I see my economics knowledge as citizen intelligence since I’m an unknown economist and a powerless citizen. I always dream I could use my knowledge to make contribution to the betterment of the society one day. Then the news on Sino-American trade war started to be heard everywhere. I knew this trade war was going to cause millions of tragedies at the bottom of the social spectrum where I also reside and struggle. There are millions of Chinese Migrant workers whose families’ livelihood and children’s education depend on manufacturing industry that will be destroyed by a trade war.
I noticed a big trend in the western mainstream Media, which was blaming China’s trade and exchange rate policy for low employment and other economic problems in the US. Paul Krugman and Martin Wolf were all talking about how to fight a currency war with China.
The situation really worried me. The worst thing was there was not a single Chinese economist to present Chinese perspective on this urgent issue in the international financial media. It’s a conversation with only one side of the story. There’s little wonder that at that moment the consensus of China as the major culprit for the US’s trade deficit and unemployment was coming to a boiling point. If there’s only one side of the story in a conversation, the conversation will head toward a wrong direction, which serves no purposes of communication but confrontation. The conclusion based on that kind of conversation will be irrational and detrimental to both sides. So I decided to present the other side of the story myself. I know I’m literally Mr Nobody and no one will listen to me. However the urgency of the event weighed so heavy on me. I needed to fight for not just myself but also millions of struggling people who might lose their jobs in the trade war.
I logged onto the websites of the US Department of Commerce, Department of the Treasury and other government agencies, looking for the data and reports on the Sino-American trade and currency issues.

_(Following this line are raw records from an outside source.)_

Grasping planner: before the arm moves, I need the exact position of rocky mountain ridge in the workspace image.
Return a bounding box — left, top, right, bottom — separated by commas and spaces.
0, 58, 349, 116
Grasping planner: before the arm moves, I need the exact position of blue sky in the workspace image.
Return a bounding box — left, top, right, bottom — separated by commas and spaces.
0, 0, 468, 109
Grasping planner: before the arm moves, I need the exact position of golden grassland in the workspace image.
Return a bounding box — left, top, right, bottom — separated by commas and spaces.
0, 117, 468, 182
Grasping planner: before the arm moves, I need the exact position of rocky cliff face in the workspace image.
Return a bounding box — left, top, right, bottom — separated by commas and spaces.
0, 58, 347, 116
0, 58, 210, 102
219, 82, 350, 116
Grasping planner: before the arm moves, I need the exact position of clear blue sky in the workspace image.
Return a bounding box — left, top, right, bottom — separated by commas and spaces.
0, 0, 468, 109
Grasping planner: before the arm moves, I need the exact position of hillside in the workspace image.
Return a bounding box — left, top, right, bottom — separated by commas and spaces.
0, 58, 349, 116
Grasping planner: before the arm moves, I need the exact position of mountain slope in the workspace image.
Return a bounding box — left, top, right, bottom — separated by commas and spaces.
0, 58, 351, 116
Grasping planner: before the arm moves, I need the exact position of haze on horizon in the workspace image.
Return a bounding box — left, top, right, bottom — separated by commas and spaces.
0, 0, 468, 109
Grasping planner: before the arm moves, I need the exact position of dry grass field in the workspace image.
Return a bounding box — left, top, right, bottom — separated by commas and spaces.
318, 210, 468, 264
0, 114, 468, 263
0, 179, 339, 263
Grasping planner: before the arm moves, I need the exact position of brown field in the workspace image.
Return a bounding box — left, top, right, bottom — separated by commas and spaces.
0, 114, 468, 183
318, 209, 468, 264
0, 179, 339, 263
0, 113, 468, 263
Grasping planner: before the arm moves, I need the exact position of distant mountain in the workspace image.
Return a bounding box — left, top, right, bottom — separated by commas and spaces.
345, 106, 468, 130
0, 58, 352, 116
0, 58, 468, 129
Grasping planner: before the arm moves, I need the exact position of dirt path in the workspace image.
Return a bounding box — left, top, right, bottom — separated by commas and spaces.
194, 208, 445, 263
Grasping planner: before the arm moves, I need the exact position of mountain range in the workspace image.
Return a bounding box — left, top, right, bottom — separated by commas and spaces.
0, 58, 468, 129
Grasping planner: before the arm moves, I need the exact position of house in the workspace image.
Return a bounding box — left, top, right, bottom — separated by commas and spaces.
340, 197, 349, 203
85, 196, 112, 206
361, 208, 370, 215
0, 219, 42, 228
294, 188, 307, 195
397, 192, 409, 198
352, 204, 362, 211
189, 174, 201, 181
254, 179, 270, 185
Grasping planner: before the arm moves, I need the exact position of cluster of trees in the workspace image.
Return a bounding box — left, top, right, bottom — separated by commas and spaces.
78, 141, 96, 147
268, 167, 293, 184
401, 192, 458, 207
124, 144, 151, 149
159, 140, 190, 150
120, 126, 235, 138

I spent more than 20 sleepless nights to analysis them, which almost destroyed my health. However, in the end I came to some very powerful conclusions: 1st, Empirically speaking the US economy has problems not because of any single country’s currency exchange rate, but a chronic low saving rate; 2nd, growth in employment in the US mainly came from the production of capital goods and services which are mainly fed into China’s manufacturing industries. If China increases the Yuan exchange rate drastically, and the manufacturing industry is destroyed, the US employment will be hindered; 3rd, the world currency status of the dollar has caused a serious imbalance between wealth creation and job creation in the US. That imbalance could trigger a Greek-style debt crisis.
I emailed my report on the dire consequences of the US-China trade war to President Obama, Treasury Secretary, and Commerce Secretary.This is what I call citizen intelligence distribution:Grassroots academics are doing their bits to communicate with powerful decision makers for the common good. I also sent my article to Wall Street Journal. I knew my effort would possibly be discounted to zero because of my low social and academic standing. But I did give my all to impact something I will have no hope to impact. What happened was my article was published by Wall Street Journal, President Obama wrote back to me not just one but two letters, the mooted trade war didn’t happen and I became well-know enough in my country to be recognised as an economist. Such a small beer I am that many think what I did is unbelievable. My life was changed forever.
Don’t aim for economic gains for yourself but for others with your talent. Only then your talent will achieve maximum impact. If one achieves enough impact, one can achieve anything.
The happiest thing out of this for me is: back then I was barely making enough money to support myself in Beijing—one of the world’s most expensive cities. Now I can send home $1000 a month for my father to treat his diabetes without any self-suffering. It feels so good after I have been killing myself for so long over the guilt of being no help to my family.